I hadn’t been in the room for John to be born.

I’d been driving back from Oklahoma, and she’d called me to let me know she was in labor—three and a half weeks early, might I add.

The only reason I’d agreed to go on the damn poker run was because she’d convinced me that it would be my last one for a while.

I’d reluctantly gone and look what freakin’ happened.

“One more little push, Ms.
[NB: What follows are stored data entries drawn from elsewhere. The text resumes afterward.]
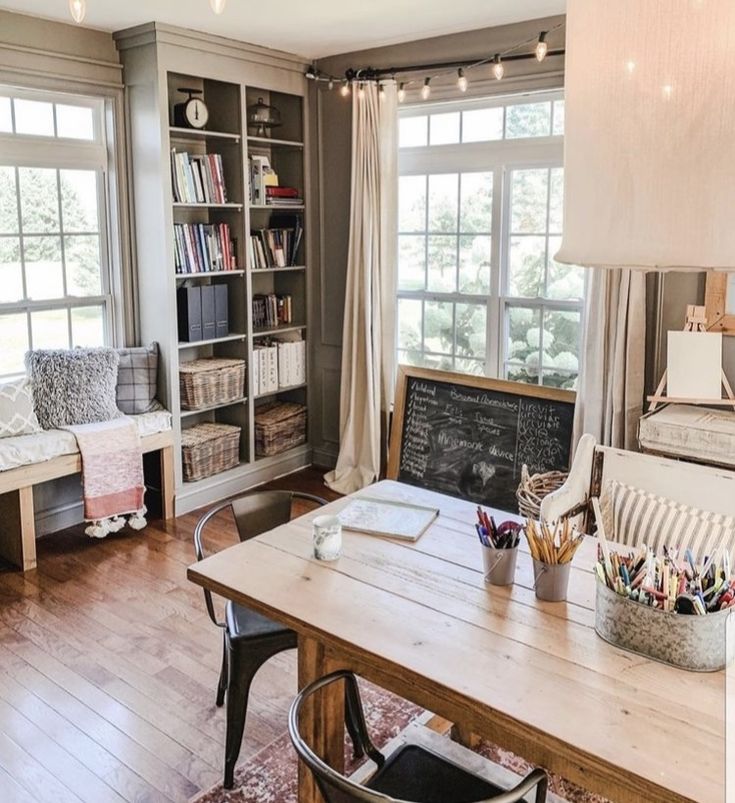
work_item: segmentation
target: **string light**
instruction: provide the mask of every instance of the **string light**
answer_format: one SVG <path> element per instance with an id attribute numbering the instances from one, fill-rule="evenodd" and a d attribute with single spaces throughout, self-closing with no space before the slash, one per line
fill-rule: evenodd
<path id="1" fill-rule="evenodd" d="M 81 25 L 84 21 L 84 15 L 87 13 L 87 3 L 85 0 L 69 0 L 69 13 L 77 25 Z"/>
<path id="2" fill-rule="evenodd" d="M 339 94 L 342 95 L 343 98 L 346 98 L 350 94 L 350 85 L 347 81 L 344 81 L 342 86 L 339 88 Z"/>
<path id="3" fill-rule="evenodd" d="M 396 93 L 398 97 L 398 102 L 403 103 L 406 99 L 406 85 L 404 83 L 398 84 L 398 92 Z"/>
<path id="4" fill-rule="evenodd" d="M 329 83 L 327 84 L 327 87 L 329 88 L 330 92 L 334 89 L 334 79 L 333 78 L 329 79 Z"/>
<path id="5" fill-rule="evenodd" d="M 212 6 L 215 14 L 221 14 L 225 10 L 226 2 L 227 0 L 209 0 L 209 5 Z"/>
<path id="6" fill-rule="evenodd" d="M 431 78 L 424 78 L 424 85 L 421 87 L 421 100 L 428 100 L 431 95 Z"/>
<path id="7" fill-rule="evenodd" d="M 628 71 L 628 75 L 633 75 L 633 73 L 635 72 L 635 62 L 632 59 L 626 61 L 625 69 Z"/>
<path id="8" fill-rule="evenodd" d="M 503 62 L 500 60 L 499 53 L 496 53 L 493 56 L 493 75 L 498 81 L 500 81 L 501 78 L 505 75 L 505 67 L 503 66 Z"/>
<path id="9" fill-rule="evenodd" d="M 364 97 L 365 97 L 365 84 L 360 84 L 360 86 L 358 86 L 358 87 L 357 87 L 357 94 L 358 94 L 358 95 L 359 95 L 361 98 L 364 98 Z"/>
<path id="10" fill-rule="evenodd" d="M 460 92 L 467 91 L 467 76 L 464 74 L 464 70 L 460 67 L 457 70 L 457 89 Z"/>
<path id="11" fill-rule="evenodd" d="M 546 44 L 546 34 L 548 31 L 541 31 L 538 35 L 538 42 L 536 42 L 536 59 L 537 61 L 543 61 L 546 58 L 546 54 L 549 52 L 549 46 Z"/>
<path id="12" fill-rule="evenodd" d="M 380 98 L 381 103 L 385 103 L 385 87 L 383 84 L 381 84 L 380 88 L 378 89 L 378 97 Z"/>

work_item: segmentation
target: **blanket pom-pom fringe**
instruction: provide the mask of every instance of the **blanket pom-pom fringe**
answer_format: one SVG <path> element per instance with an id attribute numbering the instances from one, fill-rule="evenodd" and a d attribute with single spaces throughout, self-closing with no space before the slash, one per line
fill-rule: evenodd
<path id="1" fill-rule="evenodd" d="M 128 519 L 128 525 L 134 530 L 142 530 L 148 524 L 145 518 L 145 514 L 147 512 L 148 508 L 143 505 L 140 510 L 136 510 L 135 513 L 133 513 L 133 515 Z"/>
<path id="2" fill-rule="evenodd" d="M 100 519 L 93 521 L 84 532 L 90 538 L 104 538 L 110 533 L 110 519 Z"/>

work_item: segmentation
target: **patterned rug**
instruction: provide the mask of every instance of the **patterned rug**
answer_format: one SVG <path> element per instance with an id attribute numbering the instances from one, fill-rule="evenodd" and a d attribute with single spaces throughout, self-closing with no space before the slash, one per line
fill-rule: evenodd
<path id="1" fill-rule="evenodd" d="M 378 748 L 423 713 L 418 706 L 365 681 L 360 681 L 360 694 L 368 731 Z M 521 776 L 533 769 L 524 759 L 489 742 L 481 742 L 477 752 Z M 354 772 L 362 761 L 353 760 L 351 744 L 345 737 L 346 773 Z M 298 803 L 297 775 L 296 753 L 288 733 L 284 733 L 237 768 L 234 789 L 224 789 L 220 783 L 190 803 Z M 556 775 L 551 776 L 550 791 L 569 803 L 608 803 Z"/>

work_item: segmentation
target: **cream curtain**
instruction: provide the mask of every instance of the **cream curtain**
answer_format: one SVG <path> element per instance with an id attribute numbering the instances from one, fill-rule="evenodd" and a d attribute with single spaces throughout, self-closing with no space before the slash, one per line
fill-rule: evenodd
<path id="1" fill-rule="evenodd" d="M 591 271 L 574 419 L 574 442 L 589 432 L 598 443 L 637 449 L 646 359 L 646 275 Z"/>
<path id="2" fill-rule="evenodd" d="M 352 193 L 342 338 L 340 449 L 327 485 L 352 493 L 375 481 L 393 393 L 398 113 L 395 85 L 352 98 Z"/>

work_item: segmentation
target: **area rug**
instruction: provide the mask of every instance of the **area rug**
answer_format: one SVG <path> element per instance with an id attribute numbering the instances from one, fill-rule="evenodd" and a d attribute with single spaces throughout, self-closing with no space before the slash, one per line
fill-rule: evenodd
<path id="1" fill-rule="evenodd" d="M 360 694 L 368 731 L 379 749 L 424 713 L 407 700 L 362 680 Z M 476 751 L 521 776 L 533 769 L 524 759 L 489 742 L 481 742 Z M 353 760 L 351 743 L 345 737 L 345 772 L 351 774 L 364 760 Z M 220 783 L 190 803 L 298 803 L 297 785 L 298 760 L 288 733 L 284 733 L 235 770 L 234 789 L 224 789 Z M 609 803 L 556 775 L 551 776 L 550 791 L 569 803 Z"/>

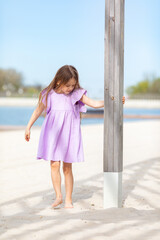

Normus,” the doctor urged.

“What?” I asked, somewhat startled.

“It’s only the placenta,” the doctor said.

“Oh,” I said as I looked down at the newborn baby in my arms.

John David Normus.

“Gee whiz, he’s small.” I moved so that my wife could see him in my arms, and hopefully correct me if I was doing anything wrong.

“Go sit down, Dix,” she ordered. “I’m kinda busy here, and can’t hold your hand.”

I gasped. “Are you telling me that you can’t take care of me, a baby, and yourself?”

She flipped me off, and I did as instructed, heading to the chair in the corner of the room.

I started rocking the moment that I was ass to wood, my hand coming up to smooth through the shock of white hair.

“So it showed,” I said to no one in particular.

“What showed?” Mary asked, twisting her head to look at me with so much love in her eyes that it sort of hurt to breathe.

I pulled a few strands up with two fingers and showed her, causing her to giggle.

“It’s a dominant trait, Dix. I told you this with Mark,” she pointed out.